Experimental Setup

Datasets 

To cover a wide range of use cases, we evaluate SVS on standard datasets of diverse dimensionalities ( $d = 25$ to $d = 768$ ), number of elements ( $n = 10^{6}$ to $n = 10^{9}$ ), data types and metrics as described in the table below.

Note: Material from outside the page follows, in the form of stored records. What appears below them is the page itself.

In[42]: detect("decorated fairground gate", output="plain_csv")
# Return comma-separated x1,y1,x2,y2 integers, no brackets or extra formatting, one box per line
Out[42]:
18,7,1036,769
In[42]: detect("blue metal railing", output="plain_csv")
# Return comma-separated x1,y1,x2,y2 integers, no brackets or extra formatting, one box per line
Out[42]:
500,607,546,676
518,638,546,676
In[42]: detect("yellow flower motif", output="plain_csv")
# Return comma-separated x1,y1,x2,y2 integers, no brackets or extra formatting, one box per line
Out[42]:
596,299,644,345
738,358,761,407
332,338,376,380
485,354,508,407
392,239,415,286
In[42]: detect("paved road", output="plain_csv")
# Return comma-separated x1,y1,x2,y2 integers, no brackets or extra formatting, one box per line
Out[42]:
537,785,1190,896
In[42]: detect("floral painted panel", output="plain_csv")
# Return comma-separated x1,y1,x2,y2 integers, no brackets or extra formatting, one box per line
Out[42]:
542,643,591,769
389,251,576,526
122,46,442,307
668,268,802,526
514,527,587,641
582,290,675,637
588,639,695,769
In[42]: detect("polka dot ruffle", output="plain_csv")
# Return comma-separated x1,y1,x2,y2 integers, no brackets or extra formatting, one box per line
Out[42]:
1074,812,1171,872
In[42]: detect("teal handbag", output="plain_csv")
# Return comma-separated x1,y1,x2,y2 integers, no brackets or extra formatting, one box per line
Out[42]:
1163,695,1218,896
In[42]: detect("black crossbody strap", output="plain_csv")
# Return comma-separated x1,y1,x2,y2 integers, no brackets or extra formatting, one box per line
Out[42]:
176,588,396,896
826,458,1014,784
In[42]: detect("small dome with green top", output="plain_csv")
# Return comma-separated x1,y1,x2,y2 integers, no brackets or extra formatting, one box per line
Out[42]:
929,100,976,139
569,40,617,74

Dataset	d	n	Encoding	Similarity	n queries	Space (GiB)
gist-960-1M	960	1M	float32	L2	1000	3.6
sift-128-1M	128	1M	float32	L2	10000	0.5
deep-96-10M	96	10M	float32	cosine similarity	10000	3.6
glove-50-1.2M	50	1.2M	float32	cosine similarity	10000	0.2
glove-25-1.2M	25	1.2M	float32	cosine similarity	10000	0.1
t2i-200-100M	200	100M	float32	inner product	10000	74.5
deep-96-100M	96	100M	float32	cosine similarity	10000	35.8
deep-96-1B	96	1B	float32	cosine similarity	10000	257.6
sift-128-1B	128	1B	uint8	L2	10000	119.2

Evaluation Metrics 

In all benchmarks and experimental results, search accuracy is measured by k-recall at k, defined by $| S \cap G_{t} | / k$ , where $S$ are the ids of the $k$ retrieved neighbors and $G_{t}$ is the ground-truth. We use $k = 10$ in all experiments. Search performance is measured by queries per second (QPS).

Query Batch Size 

The size of the query batch, which will depend on the use case, can have a big impact on performance. Therefore, we evaluate batch sizes: 1 (one query at a time or single query), 128 (typical batch size for deep learning training and inference) and full batch (determined by the number of queries in the dataset, see Datasets).